Lin Kooi Ong, PhD
@DrLinOng
In my previous Blogging Stroke post, it is apparent that brain damage is not only confined to the primary infarction site after ischemic stroke, but also in remote regions of the brain. Indeed, secondary thalamic degeneration has been constantly observed in neuroimaging studies among stroke patients with cortical stroke as well as in experimental stroke models. While the mechanisms involved in the development of secondary thalamic degeneration have not been fully elucidated, studies suggest that neuroinflammation is most likely involved. Microglia are thought to be the primary resident immune cells of the brain mediating neuroinflammatory responses after stroke.
In this study, Cao and colleagues investigated the spatiotemporal changes of neurodegeneration, neuroinflammatory responses, and microglial activation for up to 84 days after experimental cortical stroke. They found that microglial activation occurred rapidly and preceded the progressive neuronal loss in the thalamus after stroke. Results from transcriptome analysis of the thalamus showed robust increase in the expression of neuroinflammation and microglia related genes. Excitingly, using a cell sorting technique, the team discovered a unique subtype of CD11c-positive microglia with disease-associated molecular profiles in the thalamus. These disease-associated microglia include reduced expression of Tmem119 and CX3CR1, and increased expression of ApoE, Axl, LpL, CSF1, and Cst7.
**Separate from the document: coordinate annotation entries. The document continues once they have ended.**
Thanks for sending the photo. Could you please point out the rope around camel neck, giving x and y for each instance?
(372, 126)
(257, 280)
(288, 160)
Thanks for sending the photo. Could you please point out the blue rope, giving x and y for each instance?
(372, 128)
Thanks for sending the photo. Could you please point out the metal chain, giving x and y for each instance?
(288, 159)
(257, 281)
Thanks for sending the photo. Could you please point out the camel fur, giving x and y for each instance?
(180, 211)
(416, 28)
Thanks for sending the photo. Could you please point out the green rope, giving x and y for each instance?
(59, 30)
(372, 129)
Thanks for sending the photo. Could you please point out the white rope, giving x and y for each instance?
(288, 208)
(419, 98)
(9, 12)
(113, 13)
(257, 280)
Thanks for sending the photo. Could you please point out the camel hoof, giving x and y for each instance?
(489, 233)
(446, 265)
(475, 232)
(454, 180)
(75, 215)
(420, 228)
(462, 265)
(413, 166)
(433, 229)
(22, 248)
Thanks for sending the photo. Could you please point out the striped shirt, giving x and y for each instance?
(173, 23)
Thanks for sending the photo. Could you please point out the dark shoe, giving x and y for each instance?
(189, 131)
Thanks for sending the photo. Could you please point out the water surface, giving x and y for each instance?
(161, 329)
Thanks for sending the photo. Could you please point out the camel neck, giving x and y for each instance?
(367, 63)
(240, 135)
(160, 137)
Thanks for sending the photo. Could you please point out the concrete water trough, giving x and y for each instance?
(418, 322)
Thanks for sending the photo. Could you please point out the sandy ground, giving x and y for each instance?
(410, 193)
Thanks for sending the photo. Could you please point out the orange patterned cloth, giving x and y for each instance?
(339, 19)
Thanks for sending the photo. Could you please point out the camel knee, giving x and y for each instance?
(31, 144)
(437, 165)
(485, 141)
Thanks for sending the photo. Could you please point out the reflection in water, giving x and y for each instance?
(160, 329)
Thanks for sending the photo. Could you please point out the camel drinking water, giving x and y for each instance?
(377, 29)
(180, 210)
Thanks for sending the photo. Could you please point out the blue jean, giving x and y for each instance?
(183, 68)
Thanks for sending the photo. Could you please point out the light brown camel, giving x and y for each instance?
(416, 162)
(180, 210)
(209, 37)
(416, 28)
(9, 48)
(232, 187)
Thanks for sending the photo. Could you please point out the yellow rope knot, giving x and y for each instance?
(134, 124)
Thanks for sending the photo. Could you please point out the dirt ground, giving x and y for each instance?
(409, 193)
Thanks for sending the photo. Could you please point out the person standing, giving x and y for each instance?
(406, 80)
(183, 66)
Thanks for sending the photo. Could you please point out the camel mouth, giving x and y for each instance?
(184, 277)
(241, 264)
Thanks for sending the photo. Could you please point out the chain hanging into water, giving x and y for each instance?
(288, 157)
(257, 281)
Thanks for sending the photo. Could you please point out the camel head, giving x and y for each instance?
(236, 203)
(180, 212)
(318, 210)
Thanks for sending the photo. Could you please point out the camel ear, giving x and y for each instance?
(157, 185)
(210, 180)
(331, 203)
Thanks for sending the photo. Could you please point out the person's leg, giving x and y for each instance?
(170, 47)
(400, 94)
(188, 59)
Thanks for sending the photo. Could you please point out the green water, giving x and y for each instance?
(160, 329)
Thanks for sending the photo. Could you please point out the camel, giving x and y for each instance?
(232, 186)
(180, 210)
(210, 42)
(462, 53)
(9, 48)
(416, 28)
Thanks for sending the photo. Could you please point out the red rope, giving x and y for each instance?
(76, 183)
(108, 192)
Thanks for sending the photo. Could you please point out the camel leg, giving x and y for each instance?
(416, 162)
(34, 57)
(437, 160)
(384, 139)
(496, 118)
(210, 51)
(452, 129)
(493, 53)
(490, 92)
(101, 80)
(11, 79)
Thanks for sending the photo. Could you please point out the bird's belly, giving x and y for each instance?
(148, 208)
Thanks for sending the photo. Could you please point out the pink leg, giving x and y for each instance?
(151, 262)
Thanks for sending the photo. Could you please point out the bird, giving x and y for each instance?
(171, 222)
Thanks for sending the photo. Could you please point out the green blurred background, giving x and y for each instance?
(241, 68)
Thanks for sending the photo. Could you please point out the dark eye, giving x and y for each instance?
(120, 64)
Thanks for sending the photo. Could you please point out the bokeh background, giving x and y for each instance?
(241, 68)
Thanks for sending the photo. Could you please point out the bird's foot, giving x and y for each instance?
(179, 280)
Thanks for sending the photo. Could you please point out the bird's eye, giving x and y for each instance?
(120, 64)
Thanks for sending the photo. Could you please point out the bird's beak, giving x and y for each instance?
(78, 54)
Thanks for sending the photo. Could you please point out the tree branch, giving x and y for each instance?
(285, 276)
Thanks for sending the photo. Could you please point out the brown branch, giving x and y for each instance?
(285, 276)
The findings from this study, along with emerging evidence,1 suggest that microglia are a key mediator in the progression of secondary thalamic degeneration after stroke. It is noteworthy to mention that a recent study by Kluge and colleagues identified microglia during secondary thalamic degeneration lose their ability to direct process extension toward local injury, but show an increase in the phagocytic function particularly in the late phase after experimental cortical stroke.2 Following stroke, chronic microglial activation is detrimental and has been associated with persistent thalamic neuronal loss and several late phase functional disturbances. The distinct microglial phenotypes and responses in the thalamus provide potential therapeutic targets to limit secondary neurodegeneration after stroke. Further, the delayed nature of secondary thalamic degeneration offers an extended therapeutic time window.
References:
1. Cao Z, Harvey SS, Bliss TM, Cheng MY, Steinberg GK. Inflammatory responses in the secondary thalamic injury after cortical ischemic stroke. Front Neurol. 2020;11:236.
2. Kluge MG, Abdolhoseini M, Zalewska K, Ong LK, Johnson SJ, Nilsson M, et al. Spatiotemporal analysis of impaired microglia process movement at sites of secondary neurodegeneration post-stroke. J Cereb Blood Flow Metab. 2019;39:2456-2470.